Beginning in 2017, WordPress will have progressive enhancement for certain features that are only available for encrypted sites. Mullenweg announced that WordPress.org is now tracking HTTPS adoption. So far 11.45% of active WordPress websites are on HTTPS and the project will no longer recommend hosts that do not offer it by default. “We want to bring more of the web to be secure, which is especially important in the post-Snowden era,” he said.

Trying New Things: Major Changes Coming to WordPress’ Core Release Cycle

WordPress 4.7 release lead Helen Hou-Sandí joined Mullenweg on stage to highlight a few of the features and improvements that will be coming in the official release on Tuesday. The release is arguably one of the most exciting and successful updates for WordPress in some time, but Mullenweg has a new strategy for core development in 2017.

“We’re at a junction for WordPress where what got us here wont get us there,” Mullenweg said, after highlighting how the software’s market share has grown from 13.1% to 27.2% in the past five years.

Mullenweg proposed a new structure for WordPress releases where design and user testing will lead the way. “I’m putting back on the ‘product lead’ hat for 2017,” he said. The upcoming year will have no set release schedule. Mullenweg is upending WordPress’ predictable release cycle in favor of tackling some larger items on the to-do list. He said the focus will be on performance and fixes to existing functionality in three main focus areas: WP REST API, the Editor, and the Customizer.

Mullenweg said he is particularly interested in getting first-party usage of the REST API in the admin, in hopes of having it evolve to something the project can use for the next decade. If it doesn’t, he said core will consider bringing it back into a plugin specifically for developers.

Mullenweg said he feels the editor does not represent the core of WordPress publishing, a sentiment that many users agree with. He hopes to steer it toward a more block-based approach that unifies widgets and includes an interface for shortcodes.

Mullenweg’s vision for the Customizer is to see all aspects of WordPress become more instant and provide the same interface and UI affordances as the editor. He announced that Ephox, the company behind TinyMCE, has agreed to work with the project to improve the core editing experience.

Shifting from a time-based release cycle to one that is more project-based is a major departure from WordPress’ previous release philosophy of “Deadlines are not arbitrary.” The project’s philosophy page identifies the practice of delaying releases for one more feature as a “rabbit hole” that has been tested and found to be unpleasant. The new approach to core development makes no guarantee that WordPress will have any releases in 2017.

If the experiment is not a success, the project’s days of frequent and fast iteration may be over for awhile.
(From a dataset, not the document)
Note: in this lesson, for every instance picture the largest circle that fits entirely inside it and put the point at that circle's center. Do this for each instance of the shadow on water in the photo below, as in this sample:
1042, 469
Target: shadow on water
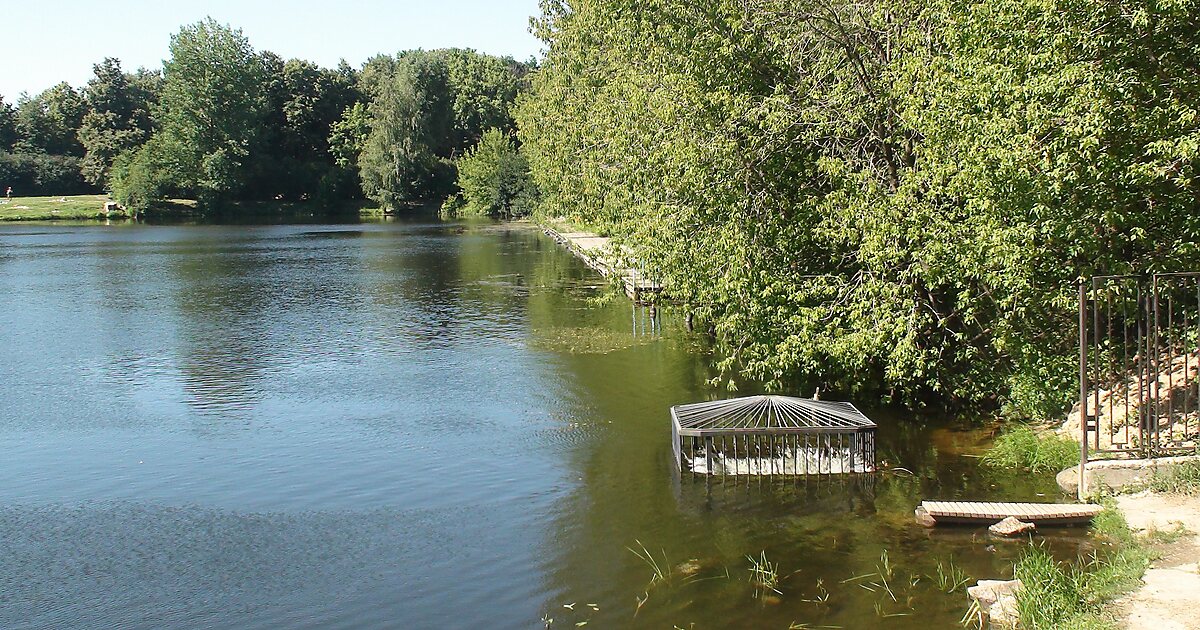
415, 424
Mullenweg is willing to risk it in hopes of being able to provide more product-based leadership that will distinguish WordPress from its proprietary competitors.

“I think we’re trying to counter stagnation,” Mullenweg said when asked about the new approach to releases in the Q&A segment. “Even though we’ve had lots of releases, certain parts of WordPress have stagnated and haven’t made the leaps that they could.” He suggested that being part of a feature plugin team will give developers a way to be involved in more active releases and continue to build momentum for eventual inclusion of their projects in core.

Mullenweg plans to identify a tech lead and a design lead and will be working with them as the overall product lead. He envisions that when one area of WordPress gets to the point where the software can ship significant user-facing improvements, a release will be born.

“We’re at the point now where the steps WordPress needs to take are more significant to get the other 73% of the web it doesn’t have yet,” Mullenweg said.

In a return to WordPress’ poetic roots, he concluded by reading a poem called Praise Song for the Day by Elizabeth Alexander.

The video of the State of the Word address will soon be available on WordPress’ new YouTube channel.